Although I believe that I probably come from a different place spiritually than most Intelligent Designers, I have enormous respect for the scientific work that they do and for the valiant courage that they display every day by speaking the truths that they have uncovered.  They do this at a great cost to their professional standing, to the security that they can provide for themselves and their families, and even, at times, in the face of organized hostility by the ignorant Darwinian and Dawkinsian masses, at a great cost to their personal safety.  It is most definitely not the quest for comfort that has led them to pose serious, scientific challenges to the current orthodoxy.

Dr. Stephen C. Meyer relates the story of a prominent paleontologist from China who came to the United States to give a lecture on the Maotianshan Shale, a treasure trove of Cambrian rock,  and the startling diversity and complexity of fauna that had been fossilized there.  Toward the end of his lecture he raised his hand with his fingers spread out and pointing upward and said that Darwin hypothesized a tree of life that looks like this; with a common ancestor (his forearm), very gradually accumulating diversity, beneficial mutation by beneficial mutation,  so that the tree gradually separates into the various classes, and phyla of animals (his upward and spreading fingers).  "Yet the Maotioanshan Shale turns the Darwinian Tree  upside down," he said, and turned his hand so that all the fingers were facing straight down.  Here we see a whole wide variety of complex fauna from twenty three different phyla, with no direct antecedents in pre-Cambrian rocks; in fact no direct antecedents anywhere.  All of this menagerie of creatures with intestines and complex eyes, and spines and exoskeletons and mouths and anuses and nervous systems, seems to spring up from nowhere.

At this point a Darwinian in the audience rose from his seat and hostilely challenged the Chinese paleontologist, Dr.

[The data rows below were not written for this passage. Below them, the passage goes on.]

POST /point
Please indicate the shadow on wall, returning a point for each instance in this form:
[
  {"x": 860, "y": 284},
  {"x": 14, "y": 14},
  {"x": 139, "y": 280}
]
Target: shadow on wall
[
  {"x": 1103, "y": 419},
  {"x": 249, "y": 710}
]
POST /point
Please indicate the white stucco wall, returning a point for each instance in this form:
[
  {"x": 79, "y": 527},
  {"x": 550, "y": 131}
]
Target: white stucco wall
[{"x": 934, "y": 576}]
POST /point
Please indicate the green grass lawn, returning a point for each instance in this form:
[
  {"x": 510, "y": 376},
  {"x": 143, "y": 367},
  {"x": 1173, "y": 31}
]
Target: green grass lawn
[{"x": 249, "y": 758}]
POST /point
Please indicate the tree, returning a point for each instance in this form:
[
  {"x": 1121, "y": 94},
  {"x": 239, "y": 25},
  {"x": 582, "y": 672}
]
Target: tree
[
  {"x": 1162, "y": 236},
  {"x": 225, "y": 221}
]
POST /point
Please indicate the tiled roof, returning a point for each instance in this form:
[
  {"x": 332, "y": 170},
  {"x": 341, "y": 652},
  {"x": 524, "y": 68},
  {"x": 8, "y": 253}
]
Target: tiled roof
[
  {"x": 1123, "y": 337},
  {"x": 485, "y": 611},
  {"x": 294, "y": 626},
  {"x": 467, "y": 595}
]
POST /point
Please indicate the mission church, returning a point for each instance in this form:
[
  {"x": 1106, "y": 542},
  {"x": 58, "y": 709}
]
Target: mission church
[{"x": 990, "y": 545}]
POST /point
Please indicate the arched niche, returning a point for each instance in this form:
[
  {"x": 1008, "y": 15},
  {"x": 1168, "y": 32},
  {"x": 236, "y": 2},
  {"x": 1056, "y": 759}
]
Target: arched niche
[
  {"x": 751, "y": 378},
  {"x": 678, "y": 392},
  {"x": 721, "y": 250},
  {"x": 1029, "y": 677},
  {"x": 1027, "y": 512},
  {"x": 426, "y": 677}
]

Chen.  "You come from an authoritarian government.  Do you feel comfortable criticizing Charles Darwin in that environment?"  His comment was followed by a thick and palpably tense silence.  The unflappable Dr. Chen replied, "In my country you can criticize Charles Darwin; you just can't criticize the government.  Here, in America, you can criticize the government; you just can't criticize Charles Darwin!"